Prof Francois Venter, one of the former chairpersons of the Afrikanerbond, writes in a congratulatory message on the occasion of the centenary of this organisation: “As the Century of the Afrikaner. Many battles were fought, and many of them were victorious: the language battle; the battle against the colonial yoke; the battle against poverty and being disadvantaged; the battle against humiliation and lack of self-confidence; the military battle against communist terrorism as part of the cold war; the battle (with ourselves) to relinquish political power. There were heroes and anti-heroes, campaign heroes and foot soldiers, millionaires and paupers, builders and destroyers, statesmen and turncoats, champions of the faith and heretics, intellectuals and drudges, artists and petty bourgeois, technologists, technicians, scientists, farmers, educators, economists, jurists, medical professionals, everyone an Afrikaner.”
In many fields it was indeed the century of the Afrikaner. Since 1918 when the Afrikaner Broederbond was founded, the following stages of the Afrikaner played out:
Stage 1 was the uplifting of the Afrikaner; this should be seen in roughly the period (1918 to ± the 1960s) where the focus fell on educational and economic upliftment, and then the focus shifted to the political from the 1940s to the 1960s.
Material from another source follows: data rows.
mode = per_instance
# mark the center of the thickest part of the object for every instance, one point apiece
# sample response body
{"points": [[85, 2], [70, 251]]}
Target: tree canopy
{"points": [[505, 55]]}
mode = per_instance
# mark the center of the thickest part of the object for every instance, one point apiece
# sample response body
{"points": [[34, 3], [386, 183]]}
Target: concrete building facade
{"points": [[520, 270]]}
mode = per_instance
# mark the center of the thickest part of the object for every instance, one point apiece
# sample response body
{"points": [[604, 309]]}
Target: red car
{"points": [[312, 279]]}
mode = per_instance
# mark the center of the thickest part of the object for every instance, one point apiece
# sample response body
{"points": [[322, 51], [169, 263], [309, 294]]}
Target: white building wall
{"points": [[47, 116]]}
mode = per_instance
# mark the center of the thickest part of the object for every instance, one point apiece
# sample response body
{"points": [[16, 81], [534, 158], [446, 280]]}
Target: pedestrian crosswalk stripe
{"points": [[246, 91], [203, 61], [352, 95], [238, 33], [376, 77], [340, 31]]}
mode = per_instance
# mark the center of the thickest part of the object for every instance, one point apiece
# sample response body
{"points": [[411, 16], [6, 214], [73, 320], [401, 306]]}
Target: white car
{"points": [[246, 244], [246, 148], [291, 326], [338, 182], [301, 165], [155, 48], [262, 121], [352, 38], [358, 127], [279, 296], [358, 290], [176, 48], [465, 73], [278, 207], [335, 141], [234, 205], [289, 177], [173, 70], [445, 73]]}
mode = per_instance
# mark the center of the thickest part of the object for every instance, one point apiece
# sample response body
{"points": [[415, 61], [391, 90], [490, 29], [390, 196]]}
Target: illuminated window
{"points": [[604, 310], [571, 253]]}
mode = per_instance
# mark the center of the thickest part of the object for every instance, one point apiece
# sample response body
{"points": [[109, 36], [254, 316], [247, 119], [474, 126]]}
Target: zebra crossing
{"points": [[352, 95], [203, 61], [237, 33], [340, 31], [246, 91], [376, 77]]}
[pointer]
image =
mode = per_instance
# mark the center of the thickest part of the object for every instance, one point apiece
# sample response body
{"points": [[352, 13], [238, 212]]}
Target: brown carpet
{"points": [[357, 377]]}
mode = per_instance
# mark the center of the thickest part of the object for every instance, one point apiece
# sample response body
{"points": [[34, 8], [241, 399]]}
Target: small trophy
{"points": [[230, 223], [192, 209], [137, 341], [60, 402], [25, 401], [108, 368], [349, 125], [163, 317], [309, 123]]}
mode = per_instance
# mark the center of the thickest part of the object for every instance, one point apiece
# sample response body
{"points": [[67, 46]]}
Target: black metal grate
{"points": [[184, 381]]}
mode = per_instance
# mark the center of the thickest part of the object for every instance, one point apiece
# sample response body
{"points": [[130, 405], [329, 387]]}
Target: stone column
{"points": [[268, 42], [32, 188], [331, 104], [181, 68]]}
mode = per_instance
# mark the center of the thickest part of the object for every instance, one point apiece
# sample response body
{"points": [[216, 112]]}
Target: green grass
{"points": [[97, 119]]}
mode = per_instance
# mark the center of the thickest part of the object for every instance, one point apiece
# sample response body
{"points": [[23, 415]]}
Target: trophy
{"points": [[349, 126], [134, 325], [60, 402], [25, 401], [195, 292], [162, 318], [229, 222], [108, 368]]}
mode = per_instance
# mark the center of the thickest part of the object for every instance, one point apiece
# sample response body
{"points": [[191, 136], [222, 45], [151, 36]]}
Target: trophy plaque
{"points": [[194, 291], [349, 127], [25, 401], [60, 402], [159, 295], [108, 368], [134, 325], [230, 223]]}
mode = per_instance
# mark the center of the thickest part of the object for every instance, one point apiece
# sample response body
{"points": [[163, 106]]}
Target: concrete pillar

Stage 2 was a period of unprecedented prosperity for the Afrikaner (1960s – 1980s) where political control led us to new heights but at the same time which also led to self-indulgence, the oppression of others and selfishness.
Stage 3 was a time when insight came (in the 1980s – 1990s) after the realisation had dawned that the state dispensation and the ideology of apartheid were not sustainable. The responsible thing was done and a start was made with dismantling apartheid and that were followed by political reforms and negotiation which led to a new dispensation.
Stage 4 can be seen together with the Mandela years (1990s – 2000), participating in the new political dispensation and being enthusiastic about reconciliation and nation building. It might also have been a time of being naively unprepared for the new dispensation.